Here’s the quote from Nightingale:
The disease-germ festish, and the witchcraft-fetish, are the produce of the same mental condition….The germ hypothesis, if logically followed out, must stop all human intercourse whatever, on pain or risk of disease or death.
— Nightingale (full reference below), quoted in Kenny, The Plague Cycle, p.91
And here’s what Kenny says next:
Nightingale’s fears were prophetic. Isolation remains a powerful tool to reduce the spread of disease, but when it is applied as a permanent measure to “high-risk groups” rather than sick individuals, exclusion can be the cause of considerable harm.
— The Plague Cycle, p.91
This is followed by a paragraph on “trimming of liberties” around tuberculosis outbreaks in Britain, one about the US Immigration Act of 1891 and the resultant increase in people refused at the border on medical grounds, and another on US immigration at the Mexican border in the last century.
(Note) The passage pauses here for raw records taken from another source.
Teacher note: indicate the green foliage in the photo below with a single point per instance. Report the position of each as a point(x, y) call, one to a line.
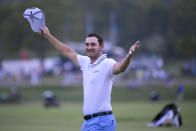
point(173, 22)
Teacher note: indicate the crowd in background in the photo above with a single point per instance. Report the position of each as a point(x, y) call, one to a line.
point(143, 70)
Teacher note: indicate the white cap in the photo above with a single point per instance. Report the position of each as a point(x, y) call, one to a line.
point(36, 18)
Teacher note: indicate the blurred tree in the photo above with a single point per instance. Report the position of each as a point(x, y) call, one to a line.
point(181, 34)
point(165, 28)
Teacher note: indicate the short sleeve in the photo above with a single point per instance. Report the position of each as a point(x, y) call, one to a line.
point(111, 63)
point(82, 61)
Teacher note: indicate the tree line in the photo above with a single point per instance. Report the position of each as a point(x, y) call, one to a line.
point(165, 27)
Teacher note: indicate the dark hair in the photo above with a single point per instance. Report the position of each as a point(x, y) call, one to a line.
point(100, 39)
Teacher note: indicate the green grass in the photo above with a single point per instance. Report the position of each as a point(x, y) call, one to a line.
point(131, 107)
point(129, 115)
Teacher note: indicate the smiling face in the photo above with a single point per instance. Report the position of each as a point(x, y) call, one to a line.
point(92, 48)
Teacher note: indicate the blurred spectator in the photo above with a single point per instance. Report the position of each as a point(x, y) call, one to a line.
point(187, 68)
point(14, 95)
point(180, 92)
point(2, 74)
point(50, 99)
point(168, 116)
point(23, 55)
point(4, 98)
point(154, 96)
point(35, 76)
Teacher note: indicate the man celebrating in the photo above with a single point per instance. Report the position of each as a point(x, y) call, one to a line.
point(98, 75)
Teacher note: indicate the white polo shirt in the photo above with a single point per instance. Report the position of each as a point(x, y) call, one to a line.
point(97, 83)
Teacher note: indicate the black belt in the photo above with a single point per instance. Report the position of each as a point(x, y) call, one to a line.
point(87, 117)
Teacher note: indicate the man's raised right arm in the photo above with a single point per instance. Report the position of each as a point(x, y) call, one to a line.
point(62, 48)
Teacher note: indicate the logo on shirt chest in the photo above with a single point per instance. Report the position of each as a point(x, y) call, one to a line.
point(95, 71)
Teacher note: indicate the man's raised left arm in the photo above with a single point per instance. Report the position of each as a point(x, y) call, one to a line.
point(122, 66)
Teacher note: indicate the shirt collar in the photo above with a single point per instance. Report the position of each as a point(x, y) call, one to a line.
point(101, 58)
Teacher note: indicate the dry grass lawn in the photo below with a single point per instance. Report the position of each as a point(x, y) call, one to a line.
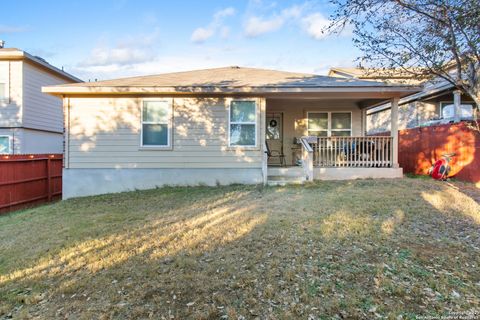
point(395, 249)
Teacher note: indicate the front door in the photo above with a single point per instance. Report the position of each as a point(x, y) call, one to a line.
point(274, 135)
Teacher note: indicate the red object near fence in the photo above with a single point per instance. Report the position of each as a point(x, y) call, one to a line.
point(26, 180)
point(419, 148)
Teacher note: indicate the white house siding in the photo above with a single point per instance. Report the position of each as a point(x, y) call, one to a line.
point(104, 153)
point(10, 108)
point(295, 118)
point(41, 111)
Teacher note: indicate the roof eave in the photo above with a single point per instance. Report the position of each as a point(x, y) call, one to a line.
point(91, 90)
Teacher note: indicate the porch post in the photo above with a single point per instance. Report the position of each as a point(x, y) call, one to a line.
point(364, 122)
point(394, 132)
point(457, 94)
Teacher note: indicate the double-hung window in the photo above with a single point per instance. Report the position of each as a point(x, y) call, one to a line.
point(5, 147)
point(243, 123)
point(329, 124)
point(156, 123)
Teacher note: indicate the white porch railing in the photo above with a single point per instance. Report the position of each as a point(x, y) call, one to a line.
point(369, 152)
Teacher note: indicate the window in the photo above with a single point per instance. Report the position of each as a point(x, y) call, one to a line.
point(156, 123)
point(5, 145)
point(318, 124)
point(329, 124)
point(243, 123)
point(448, 110)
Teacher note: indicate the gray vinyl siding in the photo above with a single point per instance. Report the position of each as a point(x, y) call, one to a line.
point(105, 133)
point(40, 110)
point(11, 107)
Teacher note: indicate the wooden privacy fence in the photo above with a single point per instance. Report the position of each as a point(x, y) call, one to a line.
point(29, 179)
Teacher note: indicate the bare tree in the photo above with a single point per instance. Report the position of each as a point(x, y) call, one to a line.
point(424, 38)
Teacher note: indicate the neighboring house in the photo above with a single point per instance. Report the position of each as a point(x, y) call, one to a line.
point(30, 121)
point(435, 102)
point(213, 126)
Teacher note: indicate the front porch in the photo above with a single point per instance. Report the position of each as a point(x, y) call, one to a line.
point(326, 140)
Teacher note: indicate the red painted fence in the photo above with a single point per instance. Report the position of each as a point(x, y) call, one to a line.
point(419, 147)
point(26, 180)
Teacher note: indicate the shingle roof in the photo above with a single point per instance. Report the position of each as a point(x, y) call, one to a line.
point(222, 80)
point(396, 76)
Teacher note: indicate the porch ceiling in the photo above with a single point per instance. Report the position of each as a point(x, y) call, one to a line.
point(362, 99)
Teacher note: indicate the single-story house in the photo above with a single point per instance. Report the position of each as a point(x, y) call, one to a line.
point(222, 126)
point(30, 121)
point(438, 102)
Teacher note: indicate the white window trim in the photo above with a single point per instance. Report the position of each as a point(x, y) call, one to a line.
point(329, 129)
point(255, 101)
point(446, 103)
point(9, 143)
point(170, 125)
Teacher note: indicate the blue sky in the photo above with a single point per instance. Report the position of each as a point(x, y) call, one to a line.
point(109, 39)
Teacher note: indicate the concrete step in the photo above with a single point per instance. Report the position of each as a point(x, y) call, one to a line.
point(285, 182)
point(286, 171)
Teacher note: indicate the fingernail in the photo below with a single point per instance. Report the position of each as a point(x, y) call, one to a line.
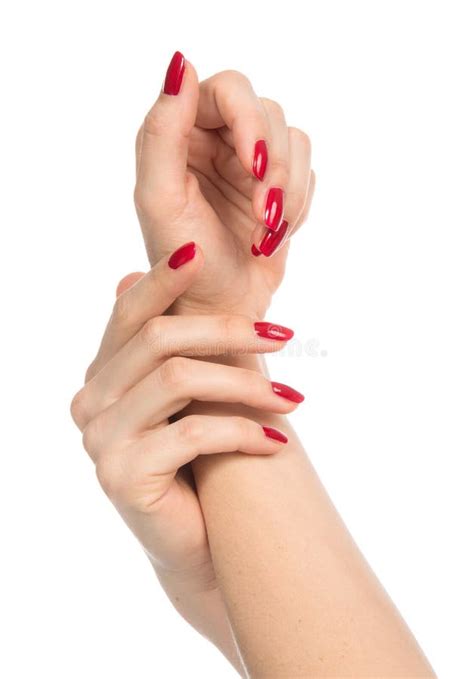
point(260, 159)
point(274, 208)
point(174, 74)
point(182, 255)
point(271, 331)
point(273, 239)
point(287, 392)
point(275, 434)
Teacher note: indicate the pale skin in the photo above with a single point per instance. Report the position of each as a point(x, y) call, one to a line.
point(257, 558)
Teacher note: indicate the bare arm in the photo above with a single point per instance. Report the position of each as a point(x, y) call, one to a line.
point(301, 598)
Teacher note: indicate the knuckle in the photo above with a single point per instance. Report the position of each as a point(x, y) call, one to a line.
point(151, 335)
point(155, 124)
point(297, 198)
point(78, 409)
point(274, 108)
point(112, 477)
point(231, 326)
point(243, 426)
point(123, 310)
point(90, 372)
point(234, 77)
point(301, 138)
point(146, 203)
point(175, 371)
point(138, 139)
point(191, 429)
point(280, 168)
point(92, 436)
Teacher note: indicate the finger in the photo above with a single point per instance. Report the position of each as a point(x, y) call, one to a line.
point(228, 99)
point(137, 476)
point(164, 138)
point(150, 296)
point(172, 447)
point(127, 282)
point(166, 336)
point(269, 197)
point(176, 383)
point(265, 241)
point(309, 199)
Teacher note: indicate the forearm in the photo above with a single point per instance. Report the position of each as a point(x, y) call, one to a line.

The word “racist” is used in the context of response to Chinese immigrants during an outbreak of plague in San Francisco in 1900. Never once in the chapter is anti-Black racism mentioned explicitly, and it’s only vaguely hinted at elsewhere in the book.
The only other indexed mention of race or racism, in fact, is a sweeping summary earlier in this same chapter: “Nativists, racists, bigots, and the rich have always been prone to use disease outbreaks combined with the exclusion instinct as an opportunity to act on their theories of superiority” (Kenny, The Plague Cycle, p.83)
In an earlier podcast, I noted that Kenny speaks of disease-inspired pogroms against Jews and accusations against Muslims in Christian Europe without once mentioning the Crusades. It seemed impossible to me to discuss impulses which brought about the Lepers Plot of 1347 without mentioning the basic historical situation. It is unclear to me, as an outsider in the world of Economics or Economic history, whether that background is assumed here or whether there simply isn’t room to discuss it in a book of this length for general readers….or whether it’s somehow not noticed.
Similarly, I am entirely at a loss as to how the topic of Florence Nightingale’s views on cleanliness is raised in a chapter on “The Exclusion Instinct” without mentioning the wider colonial, racist background of her beliefs and the ways in which practices she recommended were employed. We’ll have to pause this week’s installment with my puzzlement, leaving further exploration to another day.
In closing: anyone with resources or comments to share, please do.
References
Kenny, Charles. The Plague Cycle: The Unending War Between Humanity and Infectious Disease. NY: Scribner, 2021. Booktalk on C-SPAN in January. Also available on YouTube.
Nightingale, Florence. “Remarks by Miss Nightingale” IN J Clarke Jervoise, Infection with Remarks by Miss Nightingale. 1867, p.62-63. (Bottom source from Kenny’s book.)
More on Nightingale to come; bio of Charles Kenny for additional location:
Charles Kenny is a senior fellow and the director of technology and development at the Center for Global Development. He is author of many articles and books, including The Plague Cycle, which has been cited a number of times in the course of this podcast series.
Mr. Kenny studied modern history at Cambridge, Development Studies at the School of Oriental and African Studies and International Economics at the Johns Hopkins School of Advanced International Studies.